Vulnerability DatabaseCVE-2023-2610

CVE-2023-2610:
NixOS vulnerability analysis and mitigation

Overview

CVE-2023-2610 is an Integer Overflow or Wraparound vulnerability discovered in GitHub repository vim/vim affecting versions prior to 9.0.1532. The vulnerability was disclosed on May 9, 2023, and has been assigned a CVSS v3.1 base score of 7.8 (HIGH) (NVD).

Technical details

The vulnerability is classified as an Integer Overflow or Wraparound (CWE-190) issue.
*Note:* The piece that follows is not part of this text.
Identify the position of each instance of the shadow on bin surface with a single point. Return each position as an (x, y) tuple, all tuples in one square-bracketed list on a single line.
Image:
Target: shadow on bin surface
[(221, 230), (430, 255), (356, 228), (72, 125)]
It has a CVSS vector of CVSS:3.1/AV:L/AC:L/PR:N/UI:R/S:U/C:H/I:H/A:H, indicating that it requires local access and user interaction to exploit, but can potentially lead to high impacts on confidentiality, integrity, and availability (NVD).

Impact

The vulnerability can potentially lead to disclosure of sensitive information, addition or modification of data, or Denial of Service (DoS). Red Hat has noted that there's no known confidentiality or integrity impact as the attacked vim process would crash due to resource starvation (Red Hat).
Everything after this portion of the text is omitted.